Two questions about unit tests.
-
I’ve been writing unit tests for
a while, however they’re usually to
test classes I already had written.
Recently I read an article
(mind you an old article) that says
you should write unit tests before
you begin writing your code.Does anyone actually follow this
methodology? It seems like a good
idea on paper, but in practice is
it? - Should you write unit tests to see how your method handles bad/malicious input? Obviously you would want to write tests against functions which are specifically meant to handle “user” input to see how it handles bad/malicious input, but what about functions which should never have this type of input passed to them? At what point do you draw the line?

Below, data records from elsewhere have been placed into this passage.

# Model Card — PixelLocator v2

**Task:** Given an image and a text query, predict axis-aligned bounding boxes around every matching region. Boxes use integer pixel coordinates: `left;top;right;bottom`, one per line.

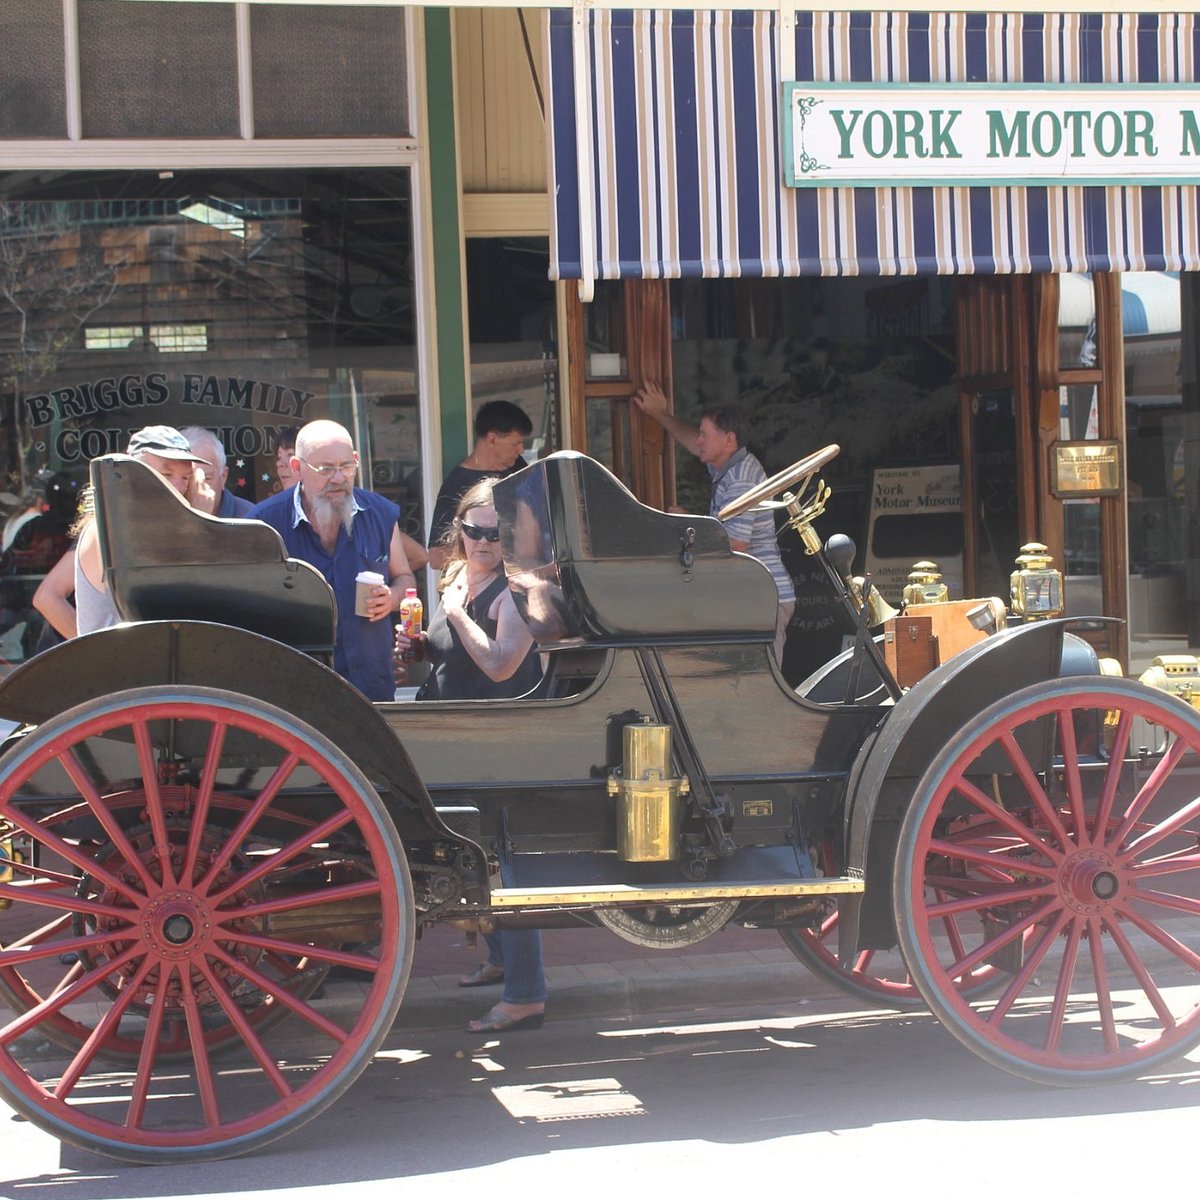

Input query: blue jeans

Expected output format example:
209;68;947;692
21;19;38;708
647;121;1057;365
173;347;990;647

484;930;547;1005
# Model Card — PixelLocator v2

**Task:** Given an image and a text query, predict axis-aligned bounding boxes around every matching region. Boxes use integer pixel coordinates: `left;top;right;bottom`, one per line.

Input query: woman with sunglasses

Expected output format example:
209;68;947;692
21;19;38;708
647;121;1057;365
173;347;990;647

396;479;546;1031
402;479;541;702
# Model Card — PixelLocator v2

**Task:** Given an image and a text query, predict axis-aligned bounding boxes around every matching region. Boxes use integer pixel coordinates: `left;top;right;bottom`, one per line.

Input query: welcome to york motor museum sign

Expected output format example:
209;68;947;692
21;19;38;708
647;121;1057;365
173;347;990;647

783;85;1200;187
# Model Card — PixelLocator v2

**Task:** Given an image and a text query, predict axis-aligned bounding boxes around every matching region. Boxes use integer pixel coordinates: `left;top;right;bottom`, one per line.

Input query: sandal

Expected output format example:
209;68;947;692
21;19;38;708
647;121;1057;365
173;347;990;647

458;962;505;988
467;1005;545;1033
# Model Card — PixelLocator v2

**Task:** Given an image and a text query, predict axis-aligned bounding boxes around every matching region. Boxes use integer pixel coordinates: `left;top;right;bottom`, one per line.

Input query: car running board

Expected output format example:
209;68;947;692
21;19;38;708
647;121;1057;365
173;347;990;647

488;876;864;909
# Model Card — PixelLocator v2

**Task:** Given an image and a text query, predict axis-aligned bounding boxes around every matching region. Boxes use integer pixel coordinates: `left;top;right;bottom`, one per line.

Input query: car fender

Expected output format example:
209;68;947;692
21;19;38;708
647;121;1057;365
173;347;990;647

0;621;482;889
836;619;1109;959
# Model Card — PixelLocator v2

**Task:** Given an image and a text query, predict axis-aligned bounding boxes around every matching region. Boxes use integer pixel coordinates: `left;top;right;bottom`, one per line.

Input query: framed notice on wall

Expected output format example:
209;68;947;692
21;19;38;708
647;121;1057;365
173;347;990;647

864;463;963;605
1051;441;1123;497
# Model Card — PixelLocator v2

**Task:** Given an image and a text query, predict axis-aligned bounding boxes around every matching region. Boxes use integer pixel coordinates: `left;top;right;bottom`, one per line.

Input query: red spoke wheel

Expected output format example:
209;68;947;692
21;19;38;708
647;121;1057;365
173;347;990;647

0;687;413;1162
781;825;1022;1008
0;788;330;1063
895;677;1200;1084
779;913;926;1006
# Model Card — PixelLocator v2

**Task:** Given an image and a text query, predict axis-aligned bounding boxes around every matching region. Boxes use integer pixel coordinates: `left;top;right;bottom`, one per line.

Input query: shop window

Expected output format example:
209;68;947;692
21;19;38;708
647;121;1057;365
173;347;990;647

966;389;1019;601
582;281;628;382
1121;271;1192;662
464;237;559;460
0;169;421;669
1058;273;1099;369
0;0;66;138
85;325;209;354
77;0;240;138
669;274;958;679
250;5;409;138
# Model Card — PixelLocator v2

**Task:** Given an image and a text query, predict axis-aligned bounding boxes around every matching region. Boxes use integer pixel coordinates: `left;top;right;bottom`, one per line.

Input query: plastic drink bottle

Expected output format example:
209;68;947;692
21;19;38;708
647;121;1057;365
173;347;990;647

399;588;424;662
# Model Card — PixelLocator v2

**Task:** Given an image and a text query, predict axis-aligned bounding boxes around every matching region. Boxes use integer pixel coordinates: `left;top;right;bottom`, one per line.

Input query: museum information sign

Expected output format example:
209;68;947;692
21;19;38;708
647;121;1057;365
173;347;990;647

783;84;1200;187
864;464;963;604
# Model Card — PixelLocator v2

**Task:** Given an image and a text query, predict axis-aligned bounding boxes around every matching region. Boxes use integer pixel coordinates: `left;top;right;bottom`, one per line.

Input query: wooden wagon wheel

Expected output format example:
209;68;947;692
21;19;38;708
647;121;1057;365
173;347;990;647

894;677;1200;1084
0;788;331;1063
779;824;1027;1009
0;687;413;1163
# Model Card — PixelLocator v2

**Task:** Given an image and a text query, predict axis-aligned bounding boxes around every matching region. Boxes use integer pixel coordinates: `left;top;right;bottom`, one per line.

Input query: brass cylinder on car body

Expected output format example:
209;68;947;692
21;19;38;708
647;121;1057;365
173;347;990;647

608;721;689;862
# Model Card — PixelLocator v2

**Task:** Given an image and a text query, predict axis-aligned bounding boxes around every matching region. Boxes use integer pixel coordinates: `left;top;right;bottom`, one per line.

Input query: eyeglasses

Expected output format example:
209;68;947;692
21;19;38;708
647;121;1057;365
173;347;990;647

460;520;501;543
300;458;357;478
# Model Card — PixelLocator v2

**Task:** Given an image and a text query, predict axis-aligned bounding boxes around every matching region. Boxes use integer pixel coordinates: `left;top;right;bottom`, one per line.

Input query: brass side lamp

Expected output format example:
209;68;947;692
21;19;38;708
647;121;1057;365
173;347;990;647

1010;543;1064;620
607;720;690;862
903;561;948;606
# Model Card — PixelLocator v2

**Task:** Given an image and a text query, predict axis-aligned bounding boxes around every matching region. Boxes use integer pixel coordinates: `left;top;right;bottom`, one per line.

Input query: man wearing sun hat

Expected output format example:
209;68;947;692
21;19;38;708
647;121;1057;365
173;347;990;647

33;425;216;639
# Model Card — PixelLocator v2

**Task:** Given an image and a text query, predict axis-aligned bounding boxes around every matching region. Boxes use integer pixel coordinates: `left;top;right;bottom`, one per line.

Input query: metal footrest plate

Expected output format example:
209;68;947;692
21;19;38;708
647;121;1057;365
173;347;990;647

488;876;864;909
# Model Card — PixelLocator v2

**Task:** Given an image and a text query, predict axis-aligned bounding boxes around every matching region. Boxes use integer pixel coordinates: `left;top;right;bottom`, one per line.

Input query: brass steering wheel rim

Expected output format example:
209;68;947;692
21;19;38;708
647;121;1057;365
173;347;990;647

717;443;840;522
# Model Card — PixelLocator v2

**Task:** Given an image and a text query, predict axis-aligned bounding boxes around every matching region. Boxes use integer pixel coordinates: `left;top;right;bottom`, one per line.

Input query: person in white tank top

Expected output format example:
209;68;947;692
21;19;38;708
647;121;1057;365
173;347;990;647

33;426;216;638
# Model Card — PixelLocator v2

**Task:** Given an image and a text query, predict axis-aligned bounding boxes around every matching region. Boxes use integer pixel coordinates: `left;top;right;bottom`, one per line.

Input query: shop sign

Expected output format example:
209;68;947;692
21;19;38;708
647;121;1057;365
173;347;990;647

783;84;1200;187
1051;440;1122;497
21;373;315;464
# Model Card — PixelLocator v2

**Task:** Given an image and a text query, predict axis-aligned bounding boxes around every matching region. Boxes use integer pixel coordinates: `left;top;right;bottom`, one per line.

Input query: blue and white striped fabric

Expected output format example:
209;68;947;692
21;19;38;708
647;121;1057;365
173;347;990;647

547;10;1200;280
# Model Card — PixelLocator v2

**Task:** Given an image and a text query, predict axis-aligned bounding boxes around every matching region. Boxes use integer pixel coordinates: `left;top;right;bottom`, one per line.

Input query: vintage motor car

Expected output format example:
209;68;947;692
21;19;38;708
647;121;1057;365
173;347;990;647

0;444;1197;1164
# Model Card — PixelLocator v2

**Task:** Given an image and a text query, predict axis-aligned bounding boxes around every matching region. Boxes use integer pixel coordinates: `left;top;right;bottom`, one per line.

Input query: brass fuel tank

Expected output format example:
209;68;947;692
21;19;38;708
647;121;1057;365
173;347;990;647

607;720;689;862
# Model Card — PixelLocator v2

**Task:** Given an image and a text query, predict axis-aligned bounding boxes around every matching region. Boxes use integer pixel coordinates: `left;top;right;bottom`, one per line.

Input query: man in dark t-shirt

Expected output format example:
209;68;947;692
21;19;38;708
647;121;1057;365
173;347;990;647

427;400;533;570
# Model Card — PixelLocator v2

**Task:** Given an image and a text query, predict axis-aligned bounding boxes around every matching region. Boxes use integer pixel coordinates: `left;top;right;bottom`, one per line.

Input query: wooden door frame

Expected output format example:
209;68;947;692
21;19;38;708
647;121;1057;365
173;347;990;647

1032;272;1129;666
960;271;1128;666
564;279;675;509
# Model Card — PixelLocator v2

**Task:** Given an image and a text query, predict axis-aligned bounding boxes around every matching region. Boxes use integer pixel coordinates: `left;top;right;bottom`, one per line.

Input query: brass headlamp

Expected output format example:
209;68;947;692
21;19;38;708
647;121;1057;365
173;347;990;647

1010;543;1064;620
903;561;948;606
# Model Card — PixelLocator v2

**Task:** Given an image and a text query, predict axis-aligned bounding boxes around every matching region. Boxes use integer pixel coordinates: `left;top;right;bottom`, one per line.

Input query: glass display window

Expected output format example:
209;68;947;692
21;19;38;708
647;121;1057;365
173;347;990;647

0;168;421;668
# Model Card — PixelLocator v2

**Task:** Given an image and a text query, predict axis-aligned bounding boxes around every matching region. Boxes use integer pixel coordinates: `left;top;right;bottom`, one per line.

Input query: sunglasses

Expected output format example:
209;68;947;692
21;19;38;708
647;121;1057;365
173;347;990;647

460;520;501;543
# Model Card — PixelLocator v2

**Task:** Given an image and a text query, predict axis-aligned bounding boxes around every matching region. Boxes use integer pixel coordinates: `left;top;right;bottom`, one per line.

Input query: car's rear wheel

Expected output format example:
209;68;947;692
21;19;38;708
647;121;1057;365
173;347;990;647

0;687;412;1162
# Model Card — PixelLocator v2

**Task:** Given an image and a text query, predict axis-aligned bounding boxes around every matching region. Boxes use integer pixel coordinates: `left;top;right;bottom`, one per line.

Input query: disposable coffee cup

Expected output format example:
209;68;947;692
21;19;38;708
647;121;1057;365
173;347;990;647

355;570;386;617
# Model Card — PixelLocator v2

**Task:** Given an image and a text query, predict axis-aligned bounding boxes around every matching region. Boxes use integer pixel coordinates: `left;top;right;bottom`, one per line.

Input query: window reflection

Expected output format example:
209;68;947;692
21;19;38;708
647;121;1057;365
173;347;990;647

1058;272;1098;368
0;169;419;669
1122;272;1188;666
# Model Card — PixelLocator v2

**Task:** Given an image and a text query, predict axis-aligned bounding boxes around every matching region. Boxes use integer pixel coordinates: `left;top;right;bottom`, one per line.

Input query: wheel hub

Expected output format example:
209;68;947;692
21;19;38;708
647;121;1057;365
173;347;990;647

142;892;213;959
78;812;259;998
162;913;194;945
1059;850;1121;914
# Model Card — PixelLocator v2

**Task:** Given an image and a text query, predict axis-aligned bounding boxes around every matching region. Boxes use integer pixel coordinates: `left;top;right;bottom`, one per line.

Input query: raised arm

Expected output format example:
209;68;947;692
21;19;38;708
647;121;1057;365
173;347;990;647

632;381;700;456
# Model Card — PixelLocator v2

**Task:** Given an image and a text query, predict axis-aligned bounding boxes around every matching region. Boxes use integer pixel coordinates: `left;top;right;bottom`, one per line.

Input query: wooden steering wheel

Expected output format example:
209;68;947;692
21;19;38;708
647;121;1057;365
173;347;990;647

717;443;840;522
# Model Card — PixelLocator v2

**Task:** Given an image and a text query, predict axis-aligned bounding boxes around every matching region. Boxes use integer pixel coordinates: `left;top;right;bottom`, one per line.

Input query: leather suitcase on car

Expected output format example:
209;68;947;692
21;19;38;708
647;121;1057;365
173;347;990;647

The methodology of writing unit tests before the classes is called Test-Driven Development (TDD) and was popularized by Kent Beck in the early 2000s. The idea is that you write a test that describes the functionality that you need. Initially, this test will fail. As you write your class, the test passes. You refactor your test to add more desired functionality, then refactor the class to make this new test pass. Your class has met its goals as soon as the tests pass. Of course, this scales up beyond classes as well.
As to what types of tests to write, it depends on if you are testing a public API or a private API. Public APIs should have more extensive tests written to ensure that input is well formed, especially if you don’t fully trust the users of your API. Private APIs (methods that are only called by your code) can probably get away without these tests – I would suspect that you can trust your own development team to not pass in bad data to them.